Lina María Garrido critique le président Gustavo Petro sur sa page X – crédit @linamariagarri1/X et Marckinson Pierre/Reuters

Les accusations de Lina María Garrido contre Gustavo Petro

La représentante du Changement Radical à Arauca, Lina María Garrido, n’a pas hésité à s’attaquer au président Gustavo Petro et au ministre de l’Intérieur, Armando Benedetti, via sa plateforme sur le réseau social X (anciennement Twitter). Cette intervention est intervenue après qu’elle ait dénoncé des pratiques supposées d’achat de votes en utilisant des fonds publics, en faveur du mouvement du Pacto Histórico, dans le cadre des prochaines consultations prévues pour le 26 octobre 2025.

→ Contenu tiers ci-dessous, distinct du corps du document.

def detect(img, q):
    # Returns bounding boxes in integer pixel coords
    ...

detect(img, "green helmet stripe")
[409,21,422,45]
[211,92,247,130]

La loi de garanties en Colombie

Dans son message, Garrido fait référence à la loi de garanties qui régit l’utilisation des ressources publiques lors des campagnes électorales en Colombie. Elle a insisté sur le fait que cette loi interdit explicitement l’emploi des fonds d’État pour soutenir des candidatures, soulignant l’importance de prévenir toute forme de fraude électorale.

« En Colombie, il existe une loi qui interdit l’utilisation des fonds d’État pour faire campagne, et elle s’appelle la loi de garanties. Son but est d’empêcher que le président ou le maire en poste favorise leurs candidats en leur versant des ressources publiques pour acheter des voix », a déclaré Garrido.

Les manœuvres politiques du Pacto Histórico

Garrido a faisant observer que la loi en question ne couvre pas les consultations internes des partis, ce qui donnerait un libre jeu au président Petro pour mobiliser des ressources publiques lors des élections internes de son parti prévues pour le mois d’octobre. « Cela signifie que, lors des consultations internes que le parti de Petro tiendra en octobre, il n’y a aucune restriction pour utiliser des contrats et des fonds publics afin de manipuler les votes en faveur du Pacto Histórico », a-t-elle expliqué.

Selon Garrido, Petro aurait comme objectif de collecter plus de 3 millions de voix afin de prouver une force électorale qui, selon elle, est inexistante. En d’autres termes, elle considère que l’objectif ultime de cette manœuvre est de créer l’illusion d’une forte adhésion en justifiant l’utilisation de ces voix lors des élections présidentielles de 2026.

Les accusations portées contre Armando Benedetti

En se penchant sur le ministre de l’Intérieur, Armando Benedetti, Garrido le critique sévèrement, l’accusant de gérer des ressources douteuses dans le passé. Elle a mentionné que Benedetti a exprimé son intention d’obtenir plus de 7 millions de votes, une prétention que Garrido juge excessivement ambitieuse et suspecte. « Il convient de rappeler que le déni de la loi de garanties pour ces consultations du Pacto Histórico facilite l’utilisation de la mermelada (rachat de faveurs politiques) avec des fonds publics », a-t-elle ajouté.

Un appel aux électeurs colombiens

Garrido a conclu son appel en exhortant les Colombiens à se méfier des élections internes du Pacto Histórico. « Soyez vigilants, Colombiens, ne vous précipitez pas à voter dans la consultation interne de Petro prévue le 26 octobre. Acceptez toutes les incitations qu’ils proposent, mais n’allez pas voter. Nous avons reçu un avertissement, nous savons maintenant quelle est la stratégie de la gauche », a-t-elle déclaré.

Par ailleurs, elle a confirmé qu’elle intenterait des actions judiciaires pour contester la réforme des retraites proposée par le président Petro, qu’elle a qualifiée d’illégale. Garrido a Argue que la session extraordinaire qui a conduit à l’approbation de cette réforme ne respectait pas les exigences légales.

Conclusion

Lina María Garrido appelle à une mobilisation des citoyens pour dénoncer ces pratiques politiques jugées malhonnêtes. Sa mise en garde sur l’usage des fonds publics en période électorale résonne comme un appel à la vigilance civique. Face aux enjeux que représente l’élection présidentielle de 2026, la transparence et l’intégrité des processus démocratiques doivent être au centre des préoccupations de tous les acteurs politiques et de la société civile. Sa volonté de combattre ce qu’elle perçoit comme des abus au sein du gouvernement met en lumière les tensions grandissantes entre les différentes forces politiques en Colombie.